BY CRISTIAN PUSCASU: Here’s the scene: you’re a mob boss looking to get into the real estate business, starting from the humble beginnings of wooden shacks before building a portfolio of lavish mansions. It goes without saying that along the way you will ensure that your competition fails – having them sleep with the fishes is purely optional.
Sadly, Constructor is a game with great potential that under-delivers.
You start with a bunch of cash and a small piece of land on which your HQ sits gloriously. A bunch of workers led by a foreman sit outside and are waiting for your instructions to either build something, gather something or upgrade something. You build yourself a sawmill, gather a bunch of lumber and buy a new piece of land. You make a log cabin and move a tenant in.
There are multiple types of tenants, each one having different levels starting from level 1 up until level 6 or 7. A level 1 tenant has to live in a level 1 house, a level 2 tenant has to live in a level 2 house, so on and so forth. Each tenant type has certain stats like how much money they make, or how much trouble they cause. Whenever a tenant is up and running in their new shabby home, you can pick whether they give you money, tenants the same level as them or a level higher if you get them a computer or workers.
How do tenants make other tenants or workers? Babies. Lot’s of babies. Babies destined to either work for you or reside in your building until their dying day.
Houses can be upgraded with amenities and improvements such as double-glazed windows or computers. Each upgrade have benefits that boost stats or improve the life of your tenant. Double-glazed windows, for example, cancels out the noise of nearby factories, while a calculator makes smarter children.
I wasn’t a huge fan of the art style; the combination of cartoony 3D cutscenes mixed with traditional strategy graphics isn’t a great blend. The world is too brightly colored and it doesn’t meet expectations.
On the plus side, the controller support is really good, so much so that it was my preferred method to play the game. Mouse and keyboard play felt cumbersome by comparison.
The audio is lacking, and sometimes even annoying. When you click on a building or unit it makes a sound – not a suitable subtle sound in keeping with the building, but a random human grunt. It gets very annoying very quickly. The music was nothing extraordinary but it suited the mafia premise well enough.
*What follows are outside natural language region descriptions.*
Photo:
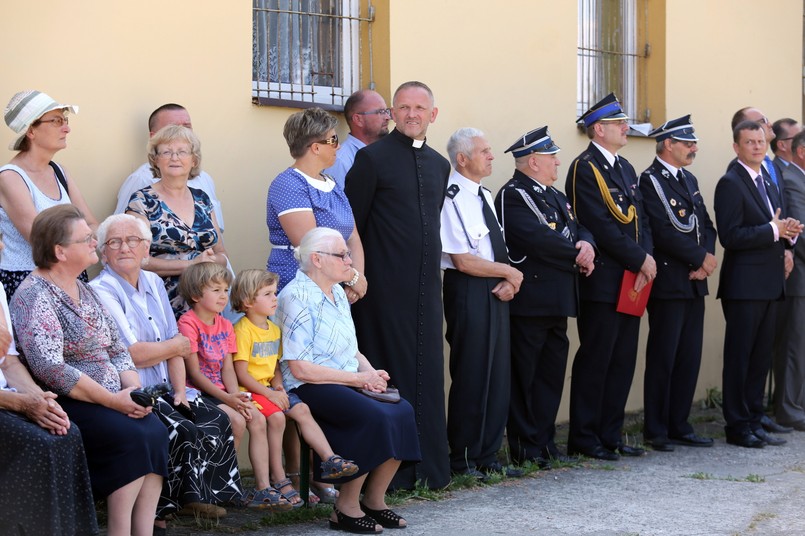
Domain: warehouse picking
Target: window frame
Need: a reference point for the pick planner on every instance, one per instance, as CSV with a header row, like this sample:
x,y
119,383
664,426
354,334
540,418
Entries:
x,y
348,28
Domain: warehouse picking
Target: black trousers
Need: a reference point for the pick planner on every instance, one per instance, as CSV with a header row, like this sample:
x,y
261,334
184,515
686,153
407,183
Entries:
x,y
478,334
748,342
602,375
673,358
539,362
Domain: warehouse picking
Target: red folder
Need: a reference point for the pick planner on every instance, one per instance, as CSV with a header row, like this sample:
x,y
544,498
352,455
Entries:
x,y
631,302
I came across more than a few bugs during my time with Constuctor, even in the tutorial. At one point the tutorial refused to allow me to continue despite having completed the required steps, leaving me frustrated scratching my head.
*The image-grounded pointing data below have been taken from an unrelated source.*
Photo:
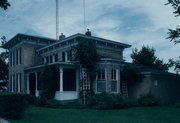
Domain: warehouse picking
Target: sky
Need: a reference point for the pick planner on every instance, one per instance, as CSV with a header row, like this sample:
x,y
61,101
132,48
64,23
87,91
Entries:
x,y
135,22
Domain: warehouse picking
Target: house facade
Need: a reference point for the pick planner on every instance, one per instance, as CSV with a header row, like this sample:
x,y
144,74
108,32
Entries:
x,y
28,55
The biggest issue with Constructor was the AI. Call me paranoid, but every time the AI seemed to go on the offensive their actions seemed to be directed at me. Being able to watch the AI undertaking gang wars on each other and forming uneasy alliances as a result would have added more depth and would have helped with realising the mafia premise more convincingly. As it is, Constructor just feels hollow.
Constructor is bad. Despite being a remake of the 1997 classic, this version 20 years later fails to deliver, much to the disappointment of long-time fans.
The mafia premise should have added depth and allowed Constructor to have been different enough to stand out from the competition. Sadly, the promise is wasted. Constructor pales in comparison to similar city-building-management titles available for substantially less than Constructor’s $30 price tag.
If you have fond memories of the original then do yourself a favour – cherish them, don’t sour them by playing this reboot.